In 2019, the Rangers farm system did plenty of that. 

Texas finished the minor-league regular season earlier this week with a .567 winning percentage spread across six stateside clubs and two in the Dominican Republic. It was the highest minor-league win rate in baseball this year and the best mark a Rangers system has posted since 1973.

The organization won more often than any other in baseball despite its AAA and AA clubs finishing the year with losing records, which may in part be a byproduct of shuttling players like Willie Calhoun, Danny Santana, Brock Burke, Jose Trevino, Emmanuel Clase and more to the big club. Behind them, High-A Down East, Low-A Hickory, Short-Season A Spokane, Rookie-level AZL, and the DSL-1 clubs all reached the playoffs. Among all of the Rangers’ affiliates below AA, only their second DSL squad fell short of the postseason.

The DSL-1 club, after posting a 55-15 regular-season record, came three outs short of reaching the 45-team league’s championship series. Cardoza’s AZL squad swept its best-of-three title series against the Indians by 10-0 and 7-2 scores. Down East, Hickory and Spokane launched their playoff runs Wednesday night.

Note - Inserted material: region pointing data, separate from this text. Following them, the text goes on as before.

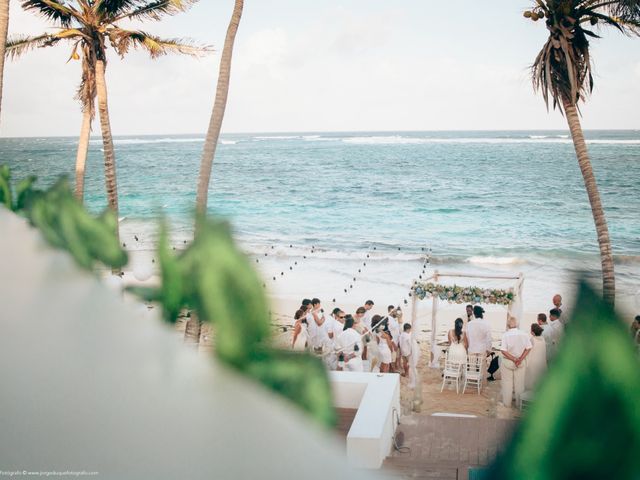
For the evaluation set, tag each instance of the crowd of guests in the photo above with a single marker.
(524, 355)
(354, 342)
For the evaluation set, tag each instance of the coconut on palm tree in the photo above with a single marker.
(192, 329)
(4, 27)
(89, 26)
(562, 72)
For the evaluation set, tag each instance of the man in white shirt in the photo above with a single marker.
(350, 346)
(406, 348)
(470, 316)
(368, 305)
(316, 326)
(479, 333)
(555, 330)
(515, 347)
(557, 302)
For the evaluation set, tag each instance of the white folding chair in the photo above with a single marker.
(474, 371)
(452, 373)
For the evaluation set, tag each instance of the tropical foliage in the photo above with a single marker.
(584, 421)
(562, 71)
(457, 294)
(88, 27)
(63, 221)
(214, 278)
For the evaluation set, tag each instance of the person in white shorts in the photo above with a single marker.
(406, 348)
(515, 347)
(350, 345)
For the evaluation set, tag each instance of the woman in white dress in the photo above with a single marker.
(385, 343)
(458, 343)
(300, 331)
(536, 361)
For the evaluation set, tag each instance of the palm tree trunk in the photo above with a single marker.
(606, 256)
(4, 27)
(107, 140)
(81, 156)
(217, 115)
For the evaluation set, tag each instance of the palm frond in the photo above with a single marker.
(86, 92)
(124, 40)
(115, 8)
(53, 10)
(157, 9)
(18, 45)
(626, 10)
(562, 71)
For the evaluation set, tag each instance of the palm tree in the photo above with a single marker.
(4, 26)
(192, 328)
(89, 25)
(562, 71)
(217, 115)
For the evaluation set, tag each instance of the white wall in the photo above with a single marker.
(377, 398)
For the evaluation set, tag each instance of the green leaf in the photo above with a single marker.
(6, 197)
(148, 294)
(228, 290)
(216, 279)
(299, 377)
(585, 420)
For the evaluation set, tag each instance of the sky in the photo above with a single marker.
(330, 65)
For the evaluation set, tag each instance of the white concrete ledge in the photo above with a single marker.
(377, 398)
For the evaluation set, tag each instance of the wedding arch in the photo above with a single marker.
(430, 288)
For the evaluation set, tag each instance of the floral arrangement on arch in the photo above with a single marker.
(456, 294)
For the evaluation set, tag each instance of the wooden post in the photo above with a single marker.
(417, 381)
(434, 322)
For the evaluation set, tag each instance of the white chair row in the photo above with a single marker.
(472, 371)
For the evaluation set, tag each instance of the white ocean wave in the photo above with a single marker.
(142, 141)
(388, 140)
(491, 260)
(396, 139)
(277, 137)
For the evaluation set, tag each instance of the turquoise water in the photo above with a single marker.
(465, 194)
(484, 202)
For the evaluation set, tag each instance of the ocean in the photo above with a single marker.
(485, 202)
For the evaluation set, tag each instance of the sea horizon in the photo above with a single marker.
(299, 132)
(482, 201)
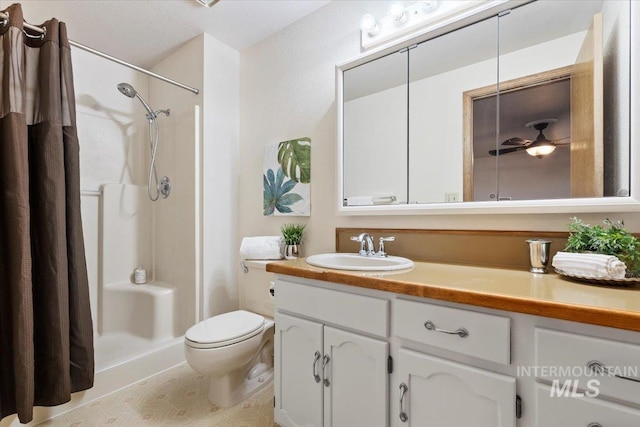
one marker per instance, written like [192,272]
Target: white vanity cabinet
[347,356]
[435,392]
[325,374]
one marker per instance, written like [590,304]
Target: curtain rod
[5,16]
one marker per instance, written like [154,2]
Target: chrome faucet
[366,244]
[367,247]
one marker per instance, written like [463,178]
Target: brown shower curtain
[46,335]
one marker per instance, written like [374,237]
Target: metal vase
[293,251]
[539,255]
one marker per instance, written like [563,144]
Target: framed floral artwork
[286,178]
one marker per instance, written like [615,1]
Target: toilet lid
[225,329]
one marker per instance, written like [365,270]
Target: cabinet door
[440,393]
[298,395]
[356,380]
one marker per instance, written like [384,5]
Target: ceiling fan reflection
[539,147]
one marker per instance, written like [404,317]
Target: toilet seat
[224,329]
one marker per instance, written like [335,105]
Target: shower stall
[134,215]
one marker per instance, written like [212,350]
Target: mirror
[463,116]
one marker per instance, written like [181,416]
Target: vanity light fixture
[397,13]
[369,25]
[417,16]
[208,3]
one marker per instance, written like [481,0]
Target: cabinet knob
[461,332]
[403,390]
[315,366]
[601,369]
[325,362]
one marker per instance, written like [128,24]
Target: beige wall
[288,91]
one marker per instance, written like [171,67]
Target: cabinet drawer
[565,356]
[488,336]
[556,411]
[358,312]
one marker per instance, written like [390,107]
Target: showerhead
[127,90]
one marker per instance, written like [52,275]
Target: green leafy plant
[292,233]
[276,193]
[610,239]
[295,159]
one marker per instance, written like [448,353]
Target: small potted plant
[292,234]
[610,239]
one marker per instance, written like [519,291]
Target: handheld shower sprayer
[163,186]
[127,90]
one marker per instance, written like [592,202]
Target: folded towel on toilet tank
[261,247]
[590,265]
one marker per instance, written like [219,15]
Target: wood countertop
[547,295]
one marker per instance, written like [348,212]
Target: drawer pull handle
[600,368]
[403,391]
[461,332]
[315,366]
[325,362]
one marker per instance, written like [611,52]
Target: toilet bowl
[235,350]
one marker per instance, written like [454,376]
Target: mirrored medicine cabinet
[528,107]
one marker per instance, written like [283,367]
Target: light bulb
[540,150]
[369,25]
[430,6]
[397,12]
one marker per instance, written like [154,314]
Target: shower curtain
[46,338]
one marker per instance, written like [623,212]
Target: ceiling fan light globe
[540,150]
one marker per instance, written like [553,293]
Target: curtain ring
[40,36]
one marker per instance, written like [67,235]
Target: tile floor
[175,397]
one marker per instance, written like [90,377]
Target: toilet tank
[254,282]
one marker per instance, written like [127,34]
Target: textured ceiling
[145,31]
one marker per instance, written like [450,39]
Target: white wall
[177,218]
[288,90]
[220,177]
[204,210]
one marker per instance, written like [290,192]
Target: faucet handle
[360,240]
[381,241]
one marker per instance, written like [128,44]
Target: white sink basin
[340,261]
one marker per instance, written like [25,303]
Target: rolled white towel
[371,200]
[261,247]
[594,265]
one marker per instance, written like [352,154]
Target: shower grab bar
[5,16]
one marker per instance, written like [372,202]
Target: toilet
[234,350]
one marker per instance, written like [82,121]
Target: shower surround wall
[137,331]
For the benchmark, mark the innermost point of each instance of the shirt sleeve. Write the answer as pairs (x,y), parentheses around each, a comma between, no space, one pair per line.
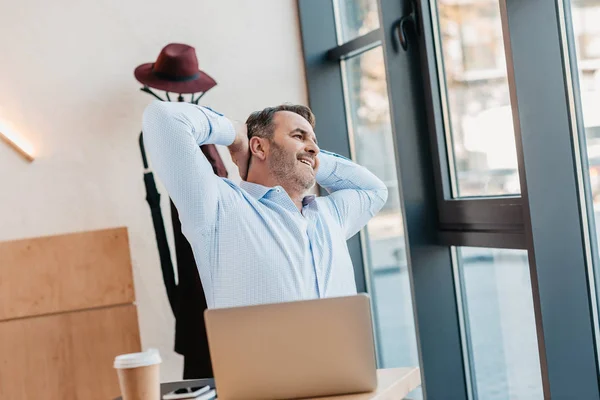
(355,193)
(173,133)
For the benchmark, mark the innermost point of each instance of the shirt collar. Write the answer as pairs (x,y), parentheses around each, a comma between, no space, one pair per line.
(259,191)
(254,189)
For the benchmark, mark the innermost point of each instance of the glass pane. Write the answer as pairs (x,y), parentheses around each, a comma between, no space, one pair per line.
(500,324)
(355,18)
(386,267)
(586,33)
(480,130)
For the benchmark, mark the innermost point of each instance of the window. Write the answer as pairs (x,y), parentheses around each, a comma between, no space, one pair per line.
(480,125)
(356,18)
(483,105)
(498,309)
(370,131)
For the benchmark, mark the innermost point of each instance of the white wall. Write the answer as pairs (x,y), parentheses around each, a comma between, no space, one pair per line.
(67,85)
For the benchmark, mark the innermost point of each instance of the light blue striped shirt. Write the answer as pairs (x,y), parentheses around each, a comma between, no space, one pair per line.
(251,243)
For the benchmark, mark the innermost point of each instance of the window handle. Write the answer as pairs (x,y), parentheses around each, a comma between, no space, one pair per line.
(400,26)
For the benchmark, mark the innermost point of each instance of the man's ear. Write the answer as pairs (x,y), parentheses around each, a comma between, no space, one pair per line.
(258,147)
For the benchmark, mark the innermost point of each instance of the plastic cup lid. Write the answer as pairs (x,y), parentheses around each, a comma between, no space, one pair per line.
(135,360)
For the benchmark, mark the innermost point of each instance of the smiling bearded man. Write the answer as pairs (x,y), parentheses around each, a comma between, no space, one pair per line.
(264,240)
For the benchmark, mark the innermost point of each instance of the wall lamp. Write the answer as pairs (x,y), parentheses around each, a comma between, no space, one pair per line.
(19,144)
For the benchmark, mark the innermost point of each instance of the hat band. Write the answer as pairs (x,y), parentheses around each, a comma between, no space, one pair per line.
(173,78)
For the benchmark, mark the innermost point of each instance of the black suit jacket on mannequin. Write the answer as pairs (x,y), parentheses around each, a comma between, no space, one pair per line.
(190,332)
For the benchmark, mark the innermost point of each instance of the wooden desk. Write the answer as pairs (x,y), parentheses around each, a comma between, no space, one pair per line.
(393,384)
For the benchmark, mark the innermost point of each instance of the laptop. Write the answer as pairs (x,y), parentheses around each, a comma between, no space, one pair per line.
(293,350)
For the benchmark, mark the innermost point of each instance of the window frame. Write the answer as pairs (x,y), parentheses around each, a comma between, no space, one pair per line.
(560,260)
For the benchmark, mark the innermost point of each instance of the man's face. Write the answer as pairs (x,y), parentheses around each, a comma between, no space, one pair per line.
(293,150)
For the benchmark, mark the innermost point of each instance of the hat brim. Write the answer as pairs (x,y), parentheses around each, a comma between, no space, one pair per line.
(144,75)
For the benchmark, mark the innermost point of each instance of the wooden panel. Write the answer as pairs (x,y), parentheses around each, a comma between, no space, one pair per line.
(66,356)
(64,273)
(392,384)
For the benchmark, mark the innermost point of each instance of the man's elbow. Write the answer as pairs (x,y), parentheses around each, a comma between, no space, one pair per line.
(379,198)
(153,114)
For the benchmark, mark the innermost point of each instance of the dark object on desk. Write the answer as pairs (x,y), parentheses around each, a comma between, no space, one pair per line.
(170,386)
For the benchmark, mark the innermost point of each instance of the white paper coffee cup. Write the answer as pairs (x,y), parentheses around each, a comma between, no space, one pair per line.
(139,375)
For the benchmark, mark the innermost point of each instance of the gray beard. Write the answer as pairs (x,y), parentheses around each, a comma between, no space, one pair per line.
(284,167)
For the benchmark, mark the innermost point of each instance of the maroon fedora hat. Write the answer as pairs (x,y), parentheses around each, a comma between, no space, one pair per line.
(175,70)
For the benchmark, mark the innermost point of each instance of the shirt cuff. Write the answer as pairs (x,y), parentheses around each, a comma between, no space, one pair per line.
(327,164)
(221,130)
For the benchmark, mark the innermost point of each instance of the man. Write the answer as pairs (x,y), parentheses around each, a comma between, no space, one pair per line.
(263,241)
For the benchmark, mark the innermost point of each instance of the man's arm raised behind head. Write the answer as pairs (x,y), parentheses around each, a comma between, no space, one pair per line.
(355,194)
(172,135)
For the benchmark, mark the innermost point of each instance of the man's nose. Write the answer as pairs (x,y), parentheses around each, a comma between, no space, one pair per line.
(312,148)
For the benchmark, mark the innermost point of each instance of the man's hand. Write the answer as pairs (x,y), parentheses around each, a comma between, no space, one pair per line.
(239,149)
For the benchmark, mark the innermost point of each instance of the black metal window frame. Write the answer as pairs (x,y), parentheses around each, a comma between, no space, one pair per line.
(549,219)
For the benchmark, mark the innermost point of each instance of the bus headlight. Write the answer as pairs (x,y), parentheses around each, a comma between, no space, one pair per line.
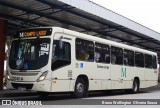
(8,77)
(43,76)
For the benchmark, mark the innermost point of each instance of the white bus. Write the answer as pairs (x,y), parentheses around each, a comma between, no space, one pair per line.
(54,59)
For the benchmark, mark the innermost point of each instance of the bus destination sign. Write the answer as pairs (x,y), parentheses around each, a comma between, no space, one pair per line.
(34,32)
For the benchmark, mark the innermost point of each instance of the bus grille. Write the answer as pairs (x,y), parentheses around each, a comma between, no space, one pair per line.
(27,86)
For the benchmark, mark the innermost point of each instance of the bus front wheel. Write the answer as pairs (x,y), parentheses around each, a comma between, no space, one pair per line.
(80,90)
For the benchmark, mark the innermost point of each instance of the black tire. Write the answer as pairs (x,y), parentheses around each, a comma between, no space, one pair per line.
(81,88)
(43,95)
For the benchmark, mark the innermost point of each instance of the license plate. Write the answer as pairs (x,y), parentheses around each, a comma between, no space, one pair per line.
(21,88)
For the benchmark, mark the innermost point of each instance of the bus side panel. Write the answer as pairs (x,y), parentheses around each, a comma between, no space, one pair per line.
(151,77)
(116,77)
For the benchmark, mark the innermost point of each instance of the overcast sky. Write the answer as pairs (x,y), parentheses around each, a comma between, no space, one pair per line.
(145,12)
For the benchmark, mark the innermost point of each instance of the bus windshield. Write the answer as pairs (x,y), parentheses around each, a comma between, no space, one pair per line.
(29,54)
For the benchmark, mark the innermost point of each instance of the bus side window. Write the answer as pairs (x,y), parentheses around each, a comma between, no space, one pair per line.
(116,55)
(102,53)
(148,61)
(154,62)
(84,50)
(128,58)
(139,59)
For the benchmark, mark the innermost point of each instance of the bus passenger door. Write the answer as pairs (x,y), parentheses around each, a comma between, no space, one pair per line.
(61,65)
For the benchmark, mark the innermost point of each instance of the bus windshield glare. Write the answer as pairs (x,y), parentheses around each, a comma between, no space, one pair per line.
(29,54)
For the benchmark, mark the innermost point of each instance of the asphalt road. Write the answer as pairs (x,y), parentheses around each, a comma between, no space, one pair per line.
(67,99)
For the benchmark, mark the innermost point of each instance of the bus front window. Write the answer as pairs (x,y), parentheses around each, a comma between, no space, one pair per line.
(29,54)
(61,55)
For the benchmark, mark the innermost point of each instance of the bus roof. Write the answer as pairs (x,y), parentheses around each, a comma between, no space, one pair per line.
(104,41)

(Down East traded 3-0 wins in a doubleheader to kick off their best-of-five series against Fayetteville; Hickory was outhit by Delmarva in its best-of-three series opener, 10-4, but won the game, 4-3; and Spokane erased an early 3-0 deficit to tie Tri-City in the seventh inning of Game One in the teams’ best-of-three opener, eventually falling in 12 innings, 4-3.)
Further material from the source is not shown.